A full year passed since his graduation, and he watched the seasons change with unwavering eyes through his little window in the room. There was nothing else to do, not without violin, after all.

By the end of that winter, as the first blossoms of early spring began to fill the world with colour once more, she stopped coming altogether. Just as he stopped moving completely.

Akito came. "Just die, and let me chain another one. You've disgusted me long enough."

And then, at last, Momiji understood when it had all gone wrong. Laying upon that cold, unfeeling sterile white hospital bed, watching the nurses change his IVs and bedpans with nothing but pity and an artificial sympathy that they had learned while on the job, he understood why Tohru, along with everyone else, had left him behind.


His eyes could still move, and his ears could still hear, when the doctor told him that he wouldn't live much longer. If he could have laughed, he would have – it was a welcome prospect, to be out of the confines of icy flesh and bones and skin at last. He was anticipating it.

But then, Tohru came back.
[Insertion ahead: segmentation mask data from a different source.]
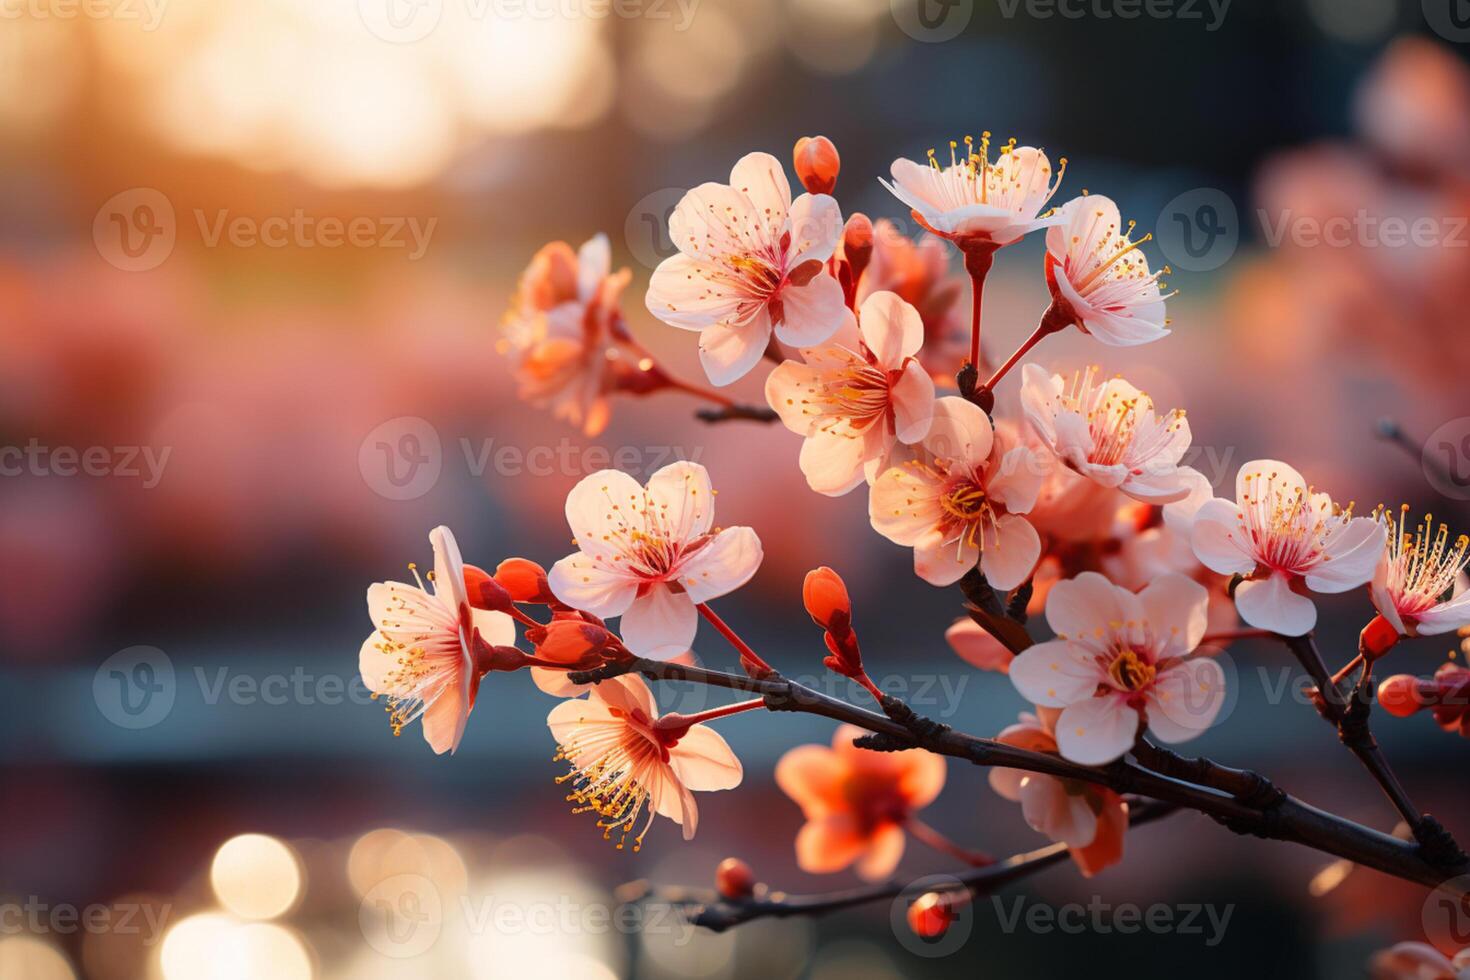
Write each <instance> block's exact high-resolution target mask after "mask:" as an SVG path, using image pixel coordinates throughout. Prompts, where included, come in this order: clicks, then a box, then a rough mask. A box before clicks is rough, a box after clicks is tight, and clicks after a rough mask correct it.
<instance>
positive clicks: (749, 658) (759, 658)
mask: <svg viewBox="0 0 1470 980" xmlns="http://www.w3.org/2000/svg"><path fill="white" fill-rule="evenodd" d="M695 608H698V610H700V616H703V617H704V619H707V620H709V621H710V626H713V627H714V629H717V630H719V633H720V636H723V638H725V639H726V641H729V645H731V646H734V648H735V651H736V652H738V654H739V663H741V666H742V667H744V669H745V671H747V673H761V674H770V673H775V671H773V670H772V669H770V664H767V663H766V661H764V660H761V657H760V654H757V652H756V651H754V649H751V648H750V644H747V642H745V641H742V639H741V638H739V635H738V633H736V632H735V630H734V629H731V627H729V624H726V623H725V620H722V619H720V617H719V614H717V613H716V611H714V610H711V608H710V604H709V602H700V604H698V605H697V607H695Z"/></svg>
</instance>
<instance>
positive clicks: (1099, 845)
mask: <svg viewBox="0 0 1470 980" xmlns="http://www.w3.org/2000/svg"><path fill="white" fill-rule="evenodd" d="M1057 714H1058V713H1057V710H1055V708H1038V710H1036V714H1030V713H1022V716H1020V723H1017V724H1013V726H1010V727H1008V729H1004V730H1003V732H1001V733H1000V735H998V736H995V741H997V742H1004V743H1005V745H1014V746H1016V748H1023V749H1029V751H1032V752H1050V754H1051V755H1057V754H1058V749H1057V736H1055V730H1054V729H1055V724H1057ZM989 780H991V789H994V790H995V792H997V793H1000V795H1001V796H1004V798H1005V799H1010V801H1011V802H1019V804H1020V810H1022V815H1023V817H1025V818H1026V824H1028V826H1029V827H1030V829H1032V830H1035V832H1038V833H1044V835H1047V836H1048V837H1051V839H1053V840H1057V842H1061V843H1066V845H1067V848H1069V849H1070V851H1072V860H1073V861H1076V862H1078V868H1079V870H1080V871H1082V874H1083V877H1092V876H1094V874H1097V873H1098V871H1101V870H1104V868H1108V867H1111V865H1114V864H1117V862H1119V861H1122V860H1123V837H1125V836H1126V833H1127V804H1126V802H1123V798H1122V796H1119V795H1117V793H1116V792H1113V790H1111V789H1107V788H1105V786H1095V785H1092V783H1080V782H1078V780H1070V779H1058V777H1055V776H1044V774H1041V773H1028V771H1025V770H1019V768H1005V767H995V768H992V770H991V776H989Z"/></svg>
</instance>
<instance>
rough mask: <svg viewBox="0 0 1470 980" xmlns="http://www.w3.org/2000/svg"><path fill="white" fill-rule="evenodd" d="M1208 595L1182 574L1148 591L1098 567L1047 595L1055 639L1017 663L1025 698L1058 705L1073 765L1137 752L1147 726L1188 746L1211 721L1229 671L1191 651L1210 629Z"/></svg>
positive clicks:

Her skin was rosy, her weight recovered in only a few months of disappearance from his eyes – she looked just like the girl he had met in his second year of middle school.

As she cried, however, when the doctors came and told her his situation, and as she begged for forgiveness for leaving him behind and for letting go of what they shared in order to fulfill her own selfish needs, his heart broke for the first time. And for the first time, something other than guilt was dominant in his heart.

Regret.

It was the first time she had ever cried in front of him.

He wished that he had opened his heart to her instead of becoming so aloof. He wished that he had done more to help her, that he had addressed her needs just as she had taken care of his own, instead of clinging to her and bringing her down with his flailing self. He wished that maybe, in fact, just maybe it would have been better if he hadn't even met her, and then maybe it wouldn't hurt so much to see her cry and to realize that he couldn't even be a man and wipe her tears away.

For, after all those years of having her as support, he finally realized that she had been the one who was truly alone. And he had never done anything to remedy that, to give her a shoulder and a helping hand and someone to cherish.

He had spent the passing days, months, years mourning over his perpetual stillness. Suddenly, he couldn't help but wonder – how many tears had she shed for him while putting on that gentle smile? How long had she been scarred upon the inside, the blood filling her up until she suffocated upon it? More importantly, how could he have not seen it?

And as he closed his eyes and let his body drift through drug-induced slumber, he knew that wouldn't ever be able to wipe even a drop of those tears away.

The next morning, when rosy cheeks had dried, he didn't open up his eyes. And she didn't cry, she didn't mourn – she only held his hand tightly, saying goodbye to shackles she had grown to love, for the final time.